O câmbio rachou o governo, atraiu a
ira de empresários, expulsou quadros
como Pérsio Arida, alijou outros como
José Serra. E o que estamos descobrindo? Que desvalorizar o real não está
sendo um monstro tão monstruoso.
Até agora, pelo menos.
Há um ano, as reservas estavam tão
altas quanto a credibilidade do governo. Os governadores acabavam de renegociar suas dívidas. Os empresários
ainda não estavam demitindo. Os
partidos aliados já andavam se assanhando, mas mantinham uma certa
compostura. A situação internacional
tremelicava, mas se mantinha.
Com o tempo, deterioraram-se essas
condições favoráveis, até se acenderem os sinais vermelhos. A evidente,
inevitável, inexorável desvalorização
acabou saindo no tapa, no último minuto. E insuficiente. Tanto que dois
dias depois veio o câmbio livre.
Pois, vejam só, apesar de tudo isso o
Brasil sobreviveu. A taxa ditada pelo
mercado na sexta-feira (R$ 1,47) é
bastante razoável. As Bolsas tiveram
um pique espetacular, e com entrada
de capital externo. A sangria de dólares caiu de quase US$ 1,8 bilhão na
quinta para US$ 340 milhões na sexta.
Já se fala até em liberar o câmbio de
vez.
E mais: um novo aumento de juros
foi descartado, e alguns setores, abatidos pela perversa competição dos importados, recuperam o ânimo. Há até
alguma perspectiva de empregos.
Bem, estamos então no paraíso? A
léguas e léguas disso. Há incertezas,
dúvidas e um pânico renitente e justificável. O Brasil sacode mais do que
avião em nuvem negra. E a famosa estabilidade continua instável.

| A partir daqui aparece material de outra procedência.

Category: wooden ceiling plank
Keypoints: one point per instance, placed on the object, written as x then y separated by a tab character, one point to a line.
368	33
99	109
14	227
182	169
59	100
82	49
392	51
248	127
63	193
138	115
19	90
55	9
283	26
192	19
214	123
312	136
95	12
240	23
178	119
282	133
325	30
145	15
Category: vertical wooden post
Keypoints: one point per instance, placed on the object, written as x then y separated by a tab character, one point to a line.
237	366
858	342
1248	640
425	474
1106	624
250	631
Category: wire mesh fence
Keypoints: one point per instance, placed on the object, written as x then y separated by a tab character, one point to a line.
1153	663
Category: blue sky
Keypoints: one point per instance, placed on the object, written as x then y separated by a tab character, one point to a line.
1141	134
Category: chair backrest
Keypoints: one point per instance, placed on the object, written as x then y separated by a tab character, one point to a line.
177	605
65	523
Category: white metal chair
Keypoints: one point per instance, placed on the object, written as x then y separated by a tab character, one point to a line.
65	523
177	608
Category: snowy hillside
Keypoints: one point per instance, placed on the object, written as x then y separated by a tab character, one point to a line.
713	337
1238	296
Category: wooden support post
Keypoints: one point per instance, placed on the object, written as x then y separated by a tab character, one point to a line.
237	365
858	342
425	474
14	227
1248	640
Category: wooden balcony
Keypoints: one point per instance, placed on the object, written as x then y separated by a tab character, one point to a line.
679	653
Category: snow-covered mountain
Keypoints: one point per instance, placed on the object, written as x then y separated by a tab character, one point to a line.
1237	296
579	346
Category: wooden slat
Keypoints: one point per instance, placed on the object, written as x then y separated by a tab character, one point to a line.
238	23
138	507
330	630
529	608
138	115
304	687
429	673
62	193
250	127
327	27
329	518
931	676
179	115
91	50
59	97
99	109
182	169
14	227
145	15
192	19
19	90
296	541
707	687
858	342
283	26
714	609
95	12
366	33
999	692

Mas o secretário dos Direitos Humanos, José Gregori (que não é economista), resumiu: "Tiraram o bode da sala". O bode era o câmbio, um erro que
cresceu como elefante e se arrastou como tartaruga.
Agora é correr contra o tempo e corrigir outros muitos erros. Até porque o
Brasil não aguenta mais. Nem nós.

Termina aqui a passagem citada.